И такие благоприятные обстоятельства наступили. Император оставил Рим, империя раскололась на части, варвары наводнили ее, не раз захватывали они и грабили Рим, и тут епископу не раз случалось спасать город. Он стал отцом покинутой императорской столицы, и варвары, почитавшие величие Рима, имели страх перед его верховным жрецом. Аттила отступил, Гейзерих уступил; разъяренные короли лонгобардов покорились римскому епископу еще прежде, чем он стал господином Рима. Долго удавалось ему поддерживать равновесие между варварами и греками,— он умел разделять, чтобы впоследствии властвовать.
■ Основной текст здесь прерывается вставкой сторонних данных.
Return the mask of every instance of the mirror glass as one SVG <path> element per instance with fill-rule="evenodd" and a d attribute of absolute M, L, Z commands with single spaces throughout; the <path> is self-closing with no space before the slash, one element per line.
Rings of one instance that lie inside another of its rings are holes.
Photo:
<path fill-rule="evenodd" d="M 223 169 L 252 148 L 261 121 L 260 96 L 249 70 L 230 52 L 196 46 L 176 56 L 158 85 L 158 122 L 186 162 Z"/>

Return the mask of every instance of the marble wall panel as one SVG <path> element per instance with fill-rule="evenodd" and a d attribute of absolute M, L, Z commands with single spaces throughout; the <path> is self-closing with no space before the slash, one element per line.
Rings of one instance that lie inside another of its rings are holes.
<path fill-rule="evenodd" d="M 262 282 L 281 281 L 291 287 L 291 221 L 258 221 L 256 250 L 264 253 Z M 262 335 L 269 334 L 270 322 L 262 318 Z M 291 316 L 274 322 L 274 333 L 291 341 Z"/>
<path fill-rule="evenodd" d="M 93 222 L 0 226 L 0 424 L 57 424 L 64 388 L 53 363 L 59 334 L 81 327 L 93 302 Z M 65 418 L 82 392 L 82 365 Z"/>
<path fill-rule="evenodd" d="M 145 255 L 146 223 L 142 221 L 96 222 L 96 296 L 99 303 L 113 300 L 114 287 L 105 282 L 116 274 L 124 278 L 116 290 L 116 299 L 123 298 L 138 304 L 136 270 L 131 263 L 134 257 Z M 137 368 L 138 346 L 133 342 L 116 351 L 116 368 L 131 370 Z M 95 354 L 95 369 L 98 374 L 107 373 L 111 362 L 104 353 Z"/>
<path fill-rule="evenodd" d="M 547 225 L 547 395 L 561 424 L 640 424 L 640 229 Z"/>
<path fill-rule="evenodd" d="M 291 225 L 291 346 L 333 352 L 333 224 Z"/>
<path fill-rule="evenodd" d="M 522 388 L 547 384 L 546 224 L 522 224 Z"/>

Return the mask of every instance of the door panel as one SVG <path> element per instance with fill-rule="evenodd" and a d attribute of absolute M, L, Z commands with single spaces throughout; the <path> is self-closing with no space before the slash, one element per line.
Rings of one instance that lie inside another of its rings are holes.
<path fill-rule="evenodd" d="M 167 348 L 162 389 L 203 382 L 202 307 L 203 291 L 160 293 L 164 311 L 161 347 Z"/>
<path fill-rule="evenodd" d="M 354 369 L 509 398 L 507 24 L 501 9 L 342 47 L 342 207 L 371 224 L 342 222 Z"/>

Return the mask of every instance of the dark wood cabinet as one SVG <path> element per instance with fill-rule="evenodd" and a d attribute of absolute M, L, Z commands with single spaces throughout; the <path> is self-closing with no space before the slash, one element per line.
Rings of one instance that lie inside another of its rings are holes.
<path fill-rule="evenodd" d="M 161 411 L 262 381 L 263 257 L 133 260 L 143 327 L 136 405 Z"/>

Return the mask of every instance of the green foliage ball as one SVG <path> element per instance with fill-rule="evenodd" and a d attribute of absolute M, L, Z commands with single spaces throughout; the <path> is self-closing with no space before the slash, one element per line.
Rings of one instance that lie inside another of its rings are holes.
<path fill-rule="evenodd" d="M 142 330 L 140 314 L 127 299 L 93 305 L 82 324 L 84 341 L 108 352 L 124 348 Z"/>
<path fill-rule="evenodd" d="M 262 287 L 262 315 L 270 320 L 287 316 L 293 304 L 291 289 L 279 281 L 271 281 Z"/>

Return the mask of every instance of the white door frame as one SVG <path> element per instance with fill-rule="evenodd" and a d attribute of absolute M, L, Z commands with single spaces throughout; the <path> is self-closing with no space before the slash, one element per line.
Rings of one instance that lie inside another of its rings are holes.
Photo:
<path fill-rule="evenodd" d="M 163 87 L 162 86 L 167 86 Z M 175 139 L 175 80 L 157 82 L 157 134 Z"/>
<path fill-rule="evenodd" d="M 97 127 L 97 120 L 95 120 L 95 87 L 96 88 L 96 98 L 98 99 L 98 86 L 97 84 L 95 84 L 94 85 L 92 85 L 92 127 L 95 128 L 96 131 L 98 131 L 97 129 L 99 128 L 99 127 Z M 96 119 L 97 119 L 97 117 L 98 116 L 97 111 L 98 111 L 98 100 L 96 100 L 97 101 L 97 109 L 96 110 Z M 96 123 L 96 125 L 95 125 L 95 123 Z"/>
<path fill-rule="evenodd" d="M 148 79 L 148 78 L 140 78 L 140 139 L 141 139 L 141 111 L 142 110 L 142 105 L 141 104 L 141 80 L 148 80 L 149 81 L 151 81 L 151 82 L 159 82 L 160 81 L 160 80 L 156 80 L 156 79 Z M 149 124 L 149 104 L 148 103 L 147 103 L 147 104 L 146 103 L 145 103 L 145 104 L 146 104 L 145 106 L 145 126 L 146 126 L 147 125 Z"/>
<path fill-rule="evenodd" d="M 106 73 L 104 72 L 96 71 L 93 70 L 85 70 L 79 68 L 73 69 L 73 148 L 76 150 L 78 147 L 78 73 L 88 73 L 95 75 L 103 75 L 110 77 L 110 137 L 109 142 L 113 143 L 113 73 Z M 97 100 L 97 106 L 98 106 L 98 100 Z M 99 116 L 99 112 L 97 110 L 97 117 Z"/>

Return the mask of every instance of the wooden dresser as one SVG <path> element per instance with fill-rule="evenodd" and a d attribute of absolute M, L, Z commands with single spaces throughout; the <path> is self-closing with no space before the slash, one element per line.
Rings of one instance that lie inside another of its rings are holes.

А когда государственное искусство — разделять — не помогало, то уже была подготовлена им католическая Франция, которая могла прийти теперь к нему на помощь; епископ римский перешел через Альпы и получил от своего освободителя больше, чем искал,— и свою епископскую столицу, и все города экзархата. Наконец, Карл Великий стал римским императором, и тогда стали говорить: один Рим, один император, один папа! Это были три имени, которые нельзя было разъединить,— в них отныне заключено было благо народов, в них же — их горе. Неслыханные вещи позволил себе римский епископ уже по отношению к сыну своего благодетеля,— но худшая доля ожидала преемников того в позднейшие времена. Епископ примирял императоров, повелевал им, лишал их власти и срывал корону с их главы, потому что думал, что сам надел ее на их чело. Добродушные немцы, которые в течение трехсот пятидесяти лет ездили в Рим за этим сокровищем, которые послушно приносили в жертву венцу кровь своих народов,— они сами довели высокомерие пап до таких устрашающих пределов. Не будь немецкого императора, не будь империя его устроена столь жалким образом, никакой Хильдебранд не произошел бы на свет,— до сих пор Германия — из-за своего плачевного строя — служит подушечкой, на которой возлежит римская корона.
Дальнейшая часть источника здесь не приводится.